Am Friedrich-Rückert-Gymnasium wurden 41 Schüler für ihre Leistungen im Bereich Mathematik ausgezeichnet. "Ich wäre hier nicht gesessen", begrüßte Schulleiter Klauspeter Schmidt die versammelten Preisträger, um gleich dazu einzugestehen: "So gut wie Ihr war ich nicht in Mathe."

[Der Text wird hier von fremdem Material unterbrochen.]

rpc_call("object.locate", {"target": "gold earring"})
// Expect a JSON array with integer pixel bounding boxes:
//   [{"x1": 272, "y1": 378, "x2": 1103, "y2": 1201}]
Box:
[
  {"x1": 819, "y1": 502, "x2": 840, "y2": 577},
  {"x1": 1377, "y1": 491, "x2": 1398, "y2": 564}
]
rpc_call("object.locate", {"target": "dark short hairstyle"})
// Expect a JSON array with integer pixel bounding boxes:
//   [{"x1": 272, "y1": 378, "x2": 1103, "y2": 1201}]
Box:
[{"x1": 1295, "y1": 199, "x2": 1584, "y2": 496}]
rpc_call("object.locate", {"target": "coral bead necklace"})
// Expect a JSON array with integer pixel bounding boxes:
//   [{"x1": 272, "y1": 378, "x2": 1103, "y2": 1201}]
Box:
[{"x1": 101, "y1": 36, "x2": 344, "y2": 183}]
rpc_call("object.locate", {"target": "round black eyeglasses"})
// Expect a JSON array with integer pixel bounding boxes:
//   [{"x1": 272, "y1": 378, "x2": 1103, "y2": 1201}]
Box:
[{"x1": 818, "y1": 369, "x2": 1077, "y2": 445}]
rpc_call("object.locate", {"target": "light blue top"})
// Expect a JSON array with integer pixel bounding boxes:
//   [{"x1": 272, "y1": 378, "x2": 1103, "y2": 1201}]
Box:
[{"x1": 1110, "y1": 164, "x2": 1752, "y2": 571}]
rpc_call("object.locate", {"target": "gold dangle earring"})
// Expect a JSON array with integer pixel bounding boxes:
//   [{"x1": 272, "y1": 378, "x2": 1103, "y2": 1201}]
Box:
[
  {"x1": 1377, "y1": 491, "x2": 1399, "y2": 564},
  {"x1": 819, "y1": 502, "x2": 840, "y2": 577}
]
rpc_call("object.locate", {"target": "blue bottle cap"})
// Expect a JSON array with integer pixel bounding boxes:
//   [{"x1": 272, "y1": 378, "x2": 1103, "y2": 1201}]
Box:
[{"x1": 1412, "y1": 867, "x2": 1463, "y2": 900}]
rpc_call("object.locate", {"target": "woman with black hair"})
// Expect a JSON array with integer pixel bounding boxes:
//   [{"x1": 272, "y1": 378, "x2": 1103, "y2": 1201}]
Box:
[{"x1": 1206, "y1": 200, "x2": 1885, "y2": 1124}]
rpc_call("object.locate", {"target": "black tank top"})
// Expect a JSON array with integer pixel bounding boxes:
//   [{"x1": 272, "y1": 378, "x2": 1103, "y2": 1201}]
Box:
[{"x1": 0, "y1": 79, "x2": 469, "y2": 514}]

Herausragend war vor allem die Leistung von Felix Dümig (9c), der im anspruchsvollen Landeswettbewerb Mathematik sowohl in der ersten als auch in der zweiten Runde als Sieger hervorging. "Hier sind ein hohes Maß an Eigeninitiative erforderlich und komplexe Denkanforderungen gefragt", erläuterte Fachlehrer Tobias Mück. Bei der Mathematik Olympiade Bayern (MOBY) lag Dümig in den beiden ersten Runden vorn und erreichte in der Landesrunde in Passau dann eine hervorragende Bronzemedaille. Leon Schönecker (10b) landete in der ersten Runde auf dem ersten, in der zweiten Runde auf dem zweiten Platz.
In den MOHAS- und Känguru-Wettbewerben gewannen Schüler viermal den ersten, zwölfmal den zweiten und 17-mal den dritten Preis. An der Mathematikolympiade Hassberge (MOHAS) für die Klassenstufen fünf bis acht beteiligten sich die FRG-Schüler rege. Überragend war Rose Baroness von Stackelberg (5c): Sie erreichte in beiden Runden den ersten Platz. Zusammen mit den sechs weiteren Gewinnern aus den fünften Klassen darf sie demnächst nach Würzburg fahren.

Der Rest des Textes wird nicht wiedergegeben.